Une attente qui va au-delà de mes limites terrestres…

Depuis ce matin, je suis « en attente ». De quoi ? Je ne sais pas, mais j’attends. Et ce n’est pas mon esprit qui attend. Non, tout mon corps attend. Et quand je dis tout mon corps attend, ce n’est pas complet. Je devrais dire tout mon Être attend. Je ressens cette attente au-delà de mon Moi terrien. Mon attente va au-delà de mes limites terrestres.  Je ressens cette attente comme une masse en moi dont les bras, dont les tentacules s’élèvent dans l’espace.

Et quand j’écris une masse, le mot n’est pas exact totalement, ce n’est pas tout à fait cela que je ressens. Une masse est quelque chose d’inerte et de sombre qui pèse sur son assise.   Or ce qui m’envahit est plutôt quelque chose d’aérien, qui m’occupe entièrement et qui me tire vers le haut. Est-ce cette chose qui me tire ou bien est-ce moi qui, dans mon attente, m’expanse ? Je ne sais.

Oui, cette image me semble plus proche de ce que je ressens. Je suis tellement en attente que l’être physique que je suis ne peut plus attendre. Il passe le relais à mon être subtil. Je dois avoir la forme d’une poire. Mon cercle devient une poire, tendue vers le haut et devenant de plus en plus mince au fur et à mesure de son élévation. Je monte mais je ne sais pas ce que je cherche. Je ne sais pas pourquoi cette attente. Curieuse sensation de vide que l’objet de mon attente remplira.   

Quand je fais le focus sur moi, quand je me regarde de l’extérieur, je me vois solidement ancré dans le sol et tiré vers le haut. Mes branches sont toutes orientées vers le ciel. Pas une qui soit parallèle au sol. Je me sens monter, monter. Je vibre de plus en plus.  Je suis connecté à Gaïa, notre terre- mère et à Alcyone, le père- ciel. Je ressens leurs énergies circuler en moi.

Donc, je suis connecté et j’attends. Quoi ? Je ne sais toujours pas.  

Et si, ne pas savoir ce que j’attends était la raison de ce que je vis ? Et si l’attente, absolue puisque je n’en connais même pas la raison, était ce dont il fallait que je prenne conscience ?  Attendre, attendre, attendre… en vain est la nature du mental, non ? Et pourtant je sens mon cœur attendre, lui aussi. Et je ne me sens pas dans le mental. C’est comme si j’attendais quelque chose de merveilleux. Non pas en récompense de quelque chose mais quelque chose qui me serait donné. Quelque chose qui me remplira de bonheur et de joie.

Et si, maintenant, je lâchais prise ? si je cessais de me questionner et d’attendre en vain une réponse que je ne recevrais pas ? Et si mon attente bloquait la venue de ce que j’attends ? Et si, ce matin, au lieu de me torturer à attendre et chercher à savoir quoi, je fixais mon attention sur le couple de tourterelles qui se bécote sur la branche de l’arbre qui est en face de ma fenêtre ?   

Il fait beau ce matin du premier jour de Printemps.
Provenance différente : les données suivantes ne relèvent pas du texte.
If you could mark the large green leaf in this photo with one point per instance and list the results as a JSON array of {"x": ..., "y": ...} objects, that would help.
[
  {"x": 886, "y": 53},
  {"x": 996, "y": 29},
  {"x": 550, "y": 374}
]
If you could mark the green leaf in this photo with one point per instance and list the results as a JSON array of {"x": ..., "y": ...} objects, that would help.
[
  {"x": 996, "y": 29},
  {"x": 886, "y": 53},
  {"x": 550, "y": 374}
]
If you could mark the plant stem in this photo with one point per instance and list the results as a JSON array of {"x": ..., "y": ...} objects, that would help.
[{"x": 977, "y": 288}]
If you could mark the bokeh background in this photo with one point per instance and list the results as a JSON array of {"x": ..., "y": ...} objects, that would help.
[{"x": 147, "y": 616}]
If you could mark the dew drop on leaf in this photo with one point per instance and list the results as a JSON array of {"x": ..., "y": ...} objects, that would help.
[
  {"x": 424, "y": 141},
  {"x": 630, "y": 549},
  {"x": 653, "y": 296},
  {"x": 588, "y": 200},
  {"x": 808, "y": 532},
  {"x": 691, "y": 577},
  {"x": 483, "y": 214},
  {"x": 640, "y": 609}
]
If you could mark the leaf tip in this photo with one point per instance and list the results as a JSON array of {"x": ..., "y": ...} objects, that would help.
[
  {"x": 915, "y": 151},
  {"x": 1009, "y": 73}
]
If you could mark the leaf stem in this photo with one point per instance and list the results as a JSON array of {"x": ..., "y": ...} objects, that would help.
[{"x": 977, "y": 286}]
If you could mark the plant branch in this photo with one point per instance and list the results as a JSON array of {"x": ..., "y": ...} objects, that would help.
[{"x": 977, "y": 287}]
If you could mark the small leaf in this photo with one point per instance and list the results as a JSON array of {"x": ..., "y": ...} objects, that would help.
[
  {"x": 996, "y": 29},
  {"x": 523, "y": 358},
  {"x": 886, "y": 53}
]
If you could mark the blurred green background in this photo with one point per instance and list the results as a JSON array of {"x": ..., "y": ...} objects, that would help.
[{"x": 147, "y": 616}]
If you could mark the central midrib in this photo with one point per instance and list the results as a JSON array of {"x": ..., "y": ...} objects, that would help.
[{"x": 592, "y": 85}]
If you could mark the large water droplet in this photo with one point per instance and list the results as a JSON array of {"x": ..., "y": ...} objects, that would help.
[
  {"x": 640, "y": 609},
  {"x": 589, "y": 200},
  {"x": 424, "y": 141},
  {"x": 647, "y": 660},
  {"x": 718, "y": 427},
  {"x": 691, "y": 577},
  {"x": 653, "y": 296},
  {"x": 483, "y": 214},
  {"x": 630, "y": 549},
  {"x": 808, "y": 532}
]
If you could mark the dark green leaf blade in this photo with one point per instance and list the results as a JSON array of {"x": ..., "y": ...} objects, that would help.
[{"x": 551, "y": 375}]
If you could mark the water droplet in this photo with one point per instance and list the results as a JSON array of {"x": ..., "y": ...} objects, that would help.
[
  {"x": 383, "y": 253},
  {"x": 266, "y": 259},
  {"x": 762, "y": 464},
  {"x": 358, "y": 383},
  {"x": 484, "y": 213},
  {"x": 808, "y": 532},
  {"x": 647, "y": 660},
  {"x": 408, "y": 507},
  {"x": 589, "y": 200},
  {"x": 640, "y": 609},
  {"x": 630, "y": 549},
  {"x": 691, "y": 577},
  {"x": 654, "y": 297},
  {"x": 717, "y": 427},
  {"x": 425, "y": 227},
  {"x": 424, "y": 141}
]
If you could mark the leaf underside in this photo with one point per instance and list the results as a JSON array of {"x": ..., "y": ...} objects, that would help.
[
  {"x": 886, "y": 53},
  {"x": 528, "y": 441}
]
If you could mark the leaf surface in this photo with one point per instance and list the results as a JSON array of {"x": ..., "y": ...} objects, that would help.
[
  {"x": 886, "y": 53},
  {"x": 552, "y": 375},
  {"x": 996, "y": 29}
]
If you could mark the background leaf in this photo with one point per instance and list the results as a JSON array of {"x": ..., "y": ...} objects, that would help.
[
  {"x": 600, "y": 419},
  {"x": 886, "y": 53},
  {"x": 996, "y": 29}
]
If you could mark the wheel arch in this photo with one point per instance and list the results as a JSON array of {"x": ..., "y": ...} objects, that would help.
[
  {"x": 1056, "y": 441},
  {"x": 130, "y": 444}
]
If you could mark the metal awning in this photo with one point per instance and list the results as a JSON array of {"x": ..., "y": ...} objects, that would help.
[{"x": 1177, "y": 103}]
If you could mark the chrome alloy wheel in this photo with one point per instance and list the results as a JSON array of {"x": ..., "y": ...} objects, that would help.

La nature est splendide, les oiseaux viennent manger les graines que j’ai disposées à leur intention.

Petit à petit, cessant d’attendre et en retournant à la vie, à mon environnement, je sens cette attente perdre en intensité en moi. Je ressens l’énergie circuler. Je ne suis plus tourné vers moi. Vienne ce qui viendra au moment où cela doit venir.

Lâcher prise est finalement la chose la plus logique lorsqu’on attend quelque chose sur laquelle nous n’avons aucune prise et qui ne vient pas. S’obstiner à attendre est vain et nous bloque sur cette attente, empêchant son arrivée et la libre circulation des énergies en nous.

C’est parce que nous attendons, que nous attendons. En attendant, nous générons des vibrations d’attente… et nous recevons de l’attente. Plus nous attendons, plus nous sommes en attente.

En lâchant prise et en étant ouvert à tout ce qui peut se passer, nous laissons toutes les opportunités venir à nous. Et si nous voulons quelque chose de particulier, vibrons-le. Mais ne l’attendons plus.

Lâcher prise, c’est être dans un espace infini, sans contrainte ni limite. Lâcher prise c’est être l’espace absolu, ouvert et contenant toutes les possibilités. Et les non-possibilités. Être dans le lâcher prise, c’est être dans le Grand Tout. Dans cet espace où se trouve potentiellement ce que j’attendais depuis ce matin, qui doit me permettre d’évoluer et de grandir. Qui doit emplir ce grand vide en moi ressenti pendant mon attente.

Ce que j’attendais ce matin me parviendra si et quand ce sera le moment. Dans la Sagesse et l’Amour Absolu de l’Univers. Attendre en espérant ne sert à rien; sinon à désespérer de ne pas voir venir.